Another potentially big win is that the United States Department of Agriculture (USDA) will have the authority to set nutritional standards for all food sold in schools. This includes competitive foods such as food sold in vending machines, but it does not include non-school provided food such as bake sales. Advocacy groups, such as the Center for Science in the Public Interest, consider this a monumental step towards reducing obesity because the nutritional standards have not been updated in 30 years.   In addition, schools will be audited every three years to ensure compliance with nutritional standards.  Hopefully this will result in a considerable decrease in junk food available in schools. However, what these requirements will be and what is considered “junk food” is still to be determined over the next 18 months.  There is talk to build more local farm to school networks in effort to promote use of local foods and improve the availability of fresh fruits and vegetables as well as to improve nutritional quality of commodity foods (e.g.. corn and cannedd fruits and vegetables) in schools. Farm to school programs have proven successful on a small scale and increasing the prevalence of such programs has the potential to result in lasting change in schools, particularly if they include educational components.
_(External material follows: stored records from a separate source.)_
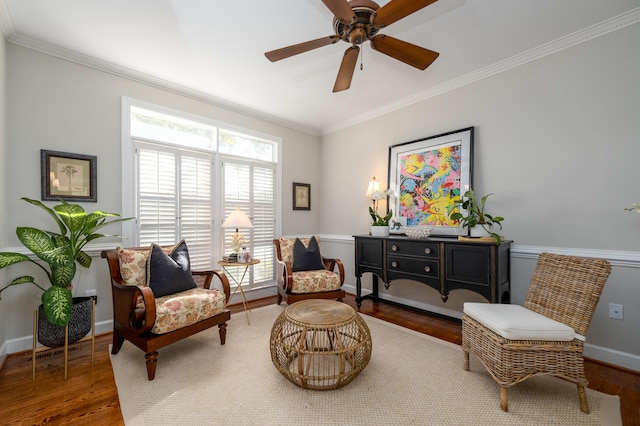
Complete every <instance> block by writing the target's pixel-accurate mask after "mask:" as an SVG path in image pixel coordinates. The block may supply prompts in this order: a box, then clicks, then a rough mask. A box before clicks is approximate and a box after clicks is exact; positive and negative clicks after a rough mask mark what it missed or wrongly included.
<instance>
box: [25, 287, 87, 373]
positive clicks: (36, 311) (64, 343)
mask: <svg viewBox="0 0 640 426" xmlns="http://www.w3.org/2000/svg"><path fill="white" fill-rule="evenodd" d="M37 339H38V309H36V310H34V311H33V351H32V354H31V355H32V357H31V359H32V361H31V367H32V380H35V379H36V353H37V352H42V351H46V350H49V349H51V348H50V347H48V346H41V347H39V348H36V343H37ZM85 340H91V364H93V361H94V360H95V348H96V302H95V300H92V301H91V336H85V337H83V338H82V339H80V340H78V341H76V342H75V343H80V342H83V341H85ZM68 364H69V325H68V324H67V326H66V327H65V328H64V379H65V380H67V370H68Z"/></svg>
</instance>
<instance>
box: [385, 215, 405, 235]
mask: <svg viewBox="0 0 640 426" xmlns="http://www.w3.org/2000/svg"><path fill="white" fill-rule="evenodd" d="M406 227H407V218H406V217H403V216H393V217H392V218H391V220H390V221H389V233H390V234H404V228H406Z"/></svg>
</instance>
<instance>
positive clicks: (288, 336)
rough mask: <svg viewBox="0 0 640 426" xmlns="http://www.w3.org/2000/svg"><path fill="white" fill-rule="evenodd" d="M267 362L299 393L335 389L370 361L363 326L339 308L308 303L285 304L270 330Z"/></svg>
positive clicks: (350, 377) (346, 307)
mask: <svg viewBox="0 0 640 426" xmlns="http://www.w3.org/2000/svg"><path fill="white" fill-rule="evenodd" d="M270 346H271V360H272V361H273V364H274V365H275V366H276V368H277V369H278V371H280V373H282V375H283V376H285V377H286V378H287V379H289V381H291V382H292V383H294V384H296V385H298V386H300V387H303V388H305V389H316V390H329V389H337V388H339V387H342V386H344V385H346V384H347V383H349V382H351V381H352V380H353V379H355V378H356V377H357V376H358V374H360V372H361V371H362V370H364V368H365V367H366V366H367V364H368V363H369V360H370V359H371V334H370V333H369V327H367V324H366V323H365V322H364V320H363V319H362V318H361V317H360V315H359V314H358V313H357V312H356V311H354V310H353V308H352V307H351V306H349V305H346V304H344V303H340V302H336V301H332V300H323V299H309V300H302V301H300V302H296V303H294V304H292V305H289V306H288V307H287V309H286V310H285V311H284V312H282V313H281V314H280V316H279V317H278V318H277V319H276V321H275V323H274V324H273V327H272V329H271V343H270Z"/></svg>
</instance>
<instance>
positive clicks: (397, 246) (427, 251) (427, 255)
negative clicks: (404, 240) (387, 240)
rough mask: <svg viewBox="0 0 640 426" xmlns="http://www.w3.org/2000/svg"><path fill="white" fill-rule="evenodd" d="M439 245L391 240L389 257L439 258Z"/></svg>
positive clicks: (431, 243) (389, 242) (439, 250)
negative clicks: (416, 257)
mask: <svg viewBox="0 0 640 426" xmlns="http://www.w3.org/2000/svg"><path fill="white" fill-rule="evenodd" d="M439 251H440V250H439V245H438V243H423V242H419V241H399V240H390V241H388V242H387V254H388V255H404V256H420V257H428V258H438V257H439Z"/></svg>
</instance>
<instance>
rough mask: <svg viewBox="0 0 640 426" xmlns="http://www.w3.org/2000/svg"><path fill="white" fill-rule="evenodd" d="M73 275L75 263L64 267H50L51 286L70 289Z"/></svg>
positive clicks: (73, 274)
mask: <svg viewBox="0 0 640 426" xmlns="http://www.w3.org/2000/svg"><path fill="white" fill-rule="evenodd" d="M75 275H76V263H75V262H70V263H67V264H66V265H51V284H52V285H53V286H55V287H62V288H70V287H71V281H72V280H73V277H74V276H75Z"/></svg>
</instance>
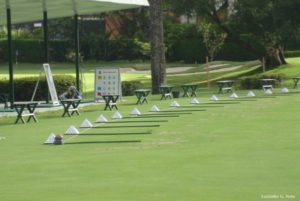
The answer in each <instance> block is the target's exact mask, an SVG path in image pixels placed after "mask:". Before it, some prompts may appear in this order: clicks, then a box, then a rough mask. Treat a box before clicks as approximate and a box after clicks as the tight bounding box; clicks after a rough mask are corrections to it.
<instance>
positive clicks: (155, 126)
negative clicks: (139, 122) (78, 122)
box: [92, 124, 160, 128]
mask: <svg viewBox="0 0 300 201" xmlns="http://www.w3.org/2000/svg"><path fill="white" fill-rule="evenodd" d="M140 127H141V128H145V127H160V125H159V124H154V125H129V126H127V125H126V126H123V125H122V126H96V127H92V128H140Z"/></svg>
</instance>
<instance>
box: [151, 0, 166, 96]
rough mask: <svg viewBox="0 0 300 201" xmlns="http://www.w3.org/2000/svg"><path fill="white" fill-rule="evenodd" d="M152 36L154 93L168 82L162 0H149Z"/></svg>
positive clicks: (152, 63)
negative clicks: (164, 39) (161, 86)
mask: <svg viewBox="0 0 300 201" xmlns="http://www.w3.org/2000/svg"><path fill="white" fill-rule="evenodd" d="M149 3H150V37H151V76H152V78H151V79H152V93H153V94H158V93H159V86H160V85H161V84H162V83H165V82H166V68H165V63H166V60H165V46H164V32H163V19H162V18H163V16H162V9H161V3H162V0H149Z"/></svg>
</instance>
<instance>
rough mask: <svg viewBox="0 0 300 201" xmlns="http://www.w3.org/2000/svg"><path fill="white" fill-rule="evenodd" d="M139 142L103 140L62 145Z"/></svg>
mask: <svg viewBox="0 0 300 201" xmlns="http://www.w3.org/2000/svg"><path fill="white" fill-rule="evenodd" d="M141 142H142V141H141V140H103V141H87V142H65V143H64V145H76V144H114V143H116V144H119V143H141Z"/></svg>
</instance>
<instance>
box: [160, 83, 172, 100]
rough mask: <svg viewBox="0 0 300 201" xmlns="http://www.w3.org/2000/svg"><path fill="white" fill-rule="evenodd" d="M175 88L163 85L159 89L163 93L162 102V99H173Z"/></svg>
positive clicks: (160, 99) (160, 91)
mask: <svg viewBox="0 0 300 201" xmlns="http://www.w3.org/2000/svg"><path fill="white" fill-rule="evenodd" d="M173 88H174V87H173V86H169V85H162V86H160V87H159V91H160V93H161V98H160V100H162V99H165V100H166V99H167V98H170V99H172V90H173Z"/></svg>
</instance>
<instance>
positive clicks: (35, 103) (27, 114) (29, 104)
mask: <svg viewBox="0 0 300 201" xmlns="http://www.w3.org/2000/svg"><path fill="white" fill-rule="evenodd" d="M37 105H38V102H15V103H13V108H15V110H16V112H17V119H16V122H15V124H17V123H18V122H19V120H21V121H22V123H24V124H25V123H26V122H29V121H30V120H31V119H33V120H34V122H37V119H36V117H35V114H34V111H35V109H36V106H37ZM25 109H27V111H28V113H24V112H25ZM25 116H28V119H27V121H25V120H24V118H23V117H25Z"/></svg>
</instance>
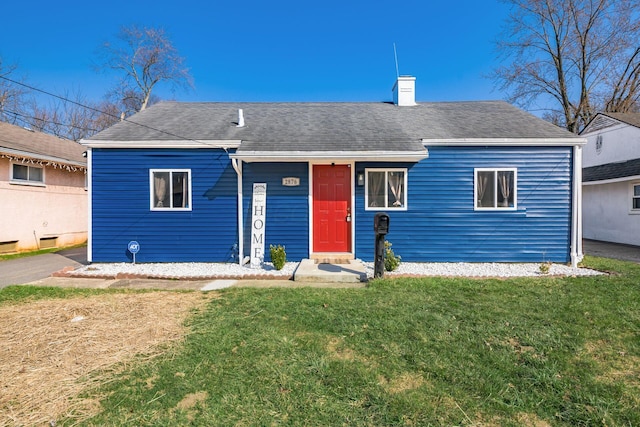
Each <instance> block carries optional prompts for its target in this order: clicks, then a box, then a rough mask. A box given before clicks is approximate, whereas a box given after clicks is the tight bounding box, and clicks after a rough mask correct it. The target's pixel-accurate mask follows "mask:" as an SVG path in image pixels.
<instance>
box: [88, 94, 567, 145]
mask: <svg viewBox="0 0 640 427" xmlns="http://www.w3.org/2000/svg"><path fill="white" fill-rule="evenodd" d="M239 109H242V110H243V112H244V119H245V126H244V127H237V124H238V110H239ZM467 138H468V139H478V138H482V139H496V140H502V139H509V140H512V139H516V140H517V139H539V140H541V141H543V140H545V141H548V140H554V139H555V140H559V139H562V140H566V139H571V138H578V139H579V137H577V136H576V135H574V134H572V133H570V132H568V131H566V130H564V129H561V128H559V127H557V126H555V125H553V124H551V123H548V122H546V121H544V120H542V119H539V118H537V117H535V116H533V115H531V114H529V113H526V112H524V111H522V110H520V109H518V108H515V107H513V106H511V105H510V104H508V103H506V102H502V101H478V102H437V103H434V102H426V103H420V104H418V105H415V106H411V107H398V106H397V105H394V104H392V103H385V102H379V103H182V102H161V103H158V104H155V105H153V106H151V107H150V108H148V109H146V110H145V111H142V112H140V113H138V114H136V115H134V116H133V117H131V118H129V119H127V120H126V121H123V122H120V123H117V124H116V125H114V126H112V127H111V128H109V129H107V130H104V131H102V132H100V133H98V134H96V135H94V136H93V137H91V138H89V139H87V140H85V141H83V143H86V144H87V145H91V144H92V143H107V144H108V143H119V142H134V141H138V142H144V141H155V142H162V141H167V142H169V141H174V142H175V141H177V140H187V141H198V142H206V141H237V142H238V144H239V143H240V142H241V145H240V146H239V148H238V153H242V152H256V151H261V152H265V151H269V152H278V151H301V152H305V151H306V152H311V151H313V152H317V151H333V152H335V151H365V152H366V151H370V152H374V151H381V150H385V151H411V152H413V151H420V150H424V146H423V140H438V139H442V140H451V139H457V140H462V139H467ZM101 145H102V144H101ZM105 146H106V144H105Z"/></svg>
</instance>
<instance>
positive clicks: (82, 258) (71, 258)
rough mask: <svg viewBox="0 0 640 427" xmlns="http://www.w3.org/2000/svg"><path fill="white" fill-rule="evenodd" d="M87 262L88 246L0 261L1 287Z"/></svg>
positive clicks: (79, 264) (30, 281)
mask: <svg viewBox="0 0 640 427" xmlns="http://www.w3.org/2000/svg"><path fill="white" fill-rule="evenodd" d="M86 264H87V248H86V247H81V248H73V249H64V250H62V251H59V252H56V253H50V254H42V255H35V256H28V257H24V258H17V259H11V260H7V261H0V288H4V287H6V286H9V285H21V284H23V283H30V282H33V281H36V280H40V279H44V278H46V277H49V276H51V274H52V273H55V272H56V271H60V270H62V269H63V268H65V267H80V266H81V265H86Z"/></svg>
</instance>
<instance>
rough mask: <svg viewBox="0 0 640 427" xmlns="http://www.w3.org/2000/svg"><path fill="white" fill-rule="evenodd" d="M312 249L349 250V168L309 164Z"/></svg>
mask: <svg viewBox="0 0 640 427" xmlns="http://www.w3.org/2000/svg"><path fill="white" fill-rule="evenodd" d="M313 251H314V252H350V251H351V167H350V166H349V165H315V166H313Z"/></svg>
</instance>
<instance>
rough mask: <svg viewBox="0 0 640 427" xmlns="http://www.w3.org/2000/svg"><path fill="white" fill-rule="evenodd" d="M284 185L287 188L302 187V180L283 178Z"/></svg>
mask: <svg viewBox="0 0 640 427" xmlns="http://www.w3.org/2000/svg"><path fill="white" fill-rule="evenodd" d="M282 185H284V186H285V187H297V186H298V185H300V178H298V177H293V176H288V177H286V178H282Z"/></svg>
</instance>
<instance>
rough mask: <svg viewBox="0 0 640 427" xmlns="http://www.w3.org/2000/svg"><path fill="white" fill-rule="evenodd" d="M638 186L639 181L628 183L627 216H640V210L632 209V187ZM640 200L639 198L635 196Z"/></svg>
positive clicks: (632, 192) (639, 209) (632, 194)
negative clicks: (628, 188)
mask: <svg viewBox="0 0 640 427" xmlns="http://www.w3.org/2000/svg"><path fill="white" fill-rule="evenodd" d="M636 185H638V186H640V181H633V182H630V183H629V199H628V200H629V215H640V209H634V208H633V197H634V196H633V187H635V186H636ZM636 197H638V198H640V196H636Z"/></svg>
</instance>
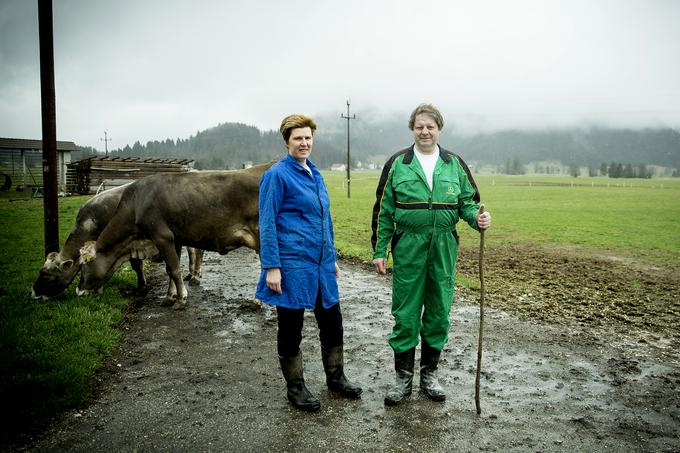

The bill will also extend benefits to an additional 115 thousand students, increase funding for summer and after school programs, reduce some of the red tape for accessing benefits, and improve monitoring of the programs.

What about funding?

Not surprisingly, much of the hold up for passing this bill earlier this year was funding. A predominant concern, especially for liberal democrats, was the source of funding – Supplemental Nutrition Assistance Program (SNAP) benefits, formerly known as food stamps, were said to be cut to finance this bill.

“Why would you rob Peter to Pay Paul?” was a common argument made against this option. In many cases you’d be reducing SNAP benefits from the same people who are receiving the school lunch, which seems counterintuitive. In the end, the money has to come from somewhere, and some of it will likely come from SNAP. However, according to his speech when signing the bill, President Obama recognizes the detriment and he is “committed to working with them [Congress] to restore these funds.”

Will this actually effect change in the school meals?

Many hurdles lie ahead. For starters, food service workers will require training and cafeteria kitchens will need a serious overhaul since most don’t have the necessary tools to prepare meals from raw ingredients. Another complication is the Child Nutrition Commodity Program, which provides schools with surplus goods such as canned fruits and vegetables. Changes will need to be implemented soon and schools will begin to work out the kinks. In the meant time, I am eagerly awaiting the new nutritional guidelines and hoping for some real adjustments.  

Sarah Gold is a first year Nutrition Communication student and is also part of dual program with Simmons to pursue her Dietetic Internship. A born New Yorker, but Cali girl at heart, you can find Sarah on the ski slopes, on a bike, or in the kitchen testing out new recipes.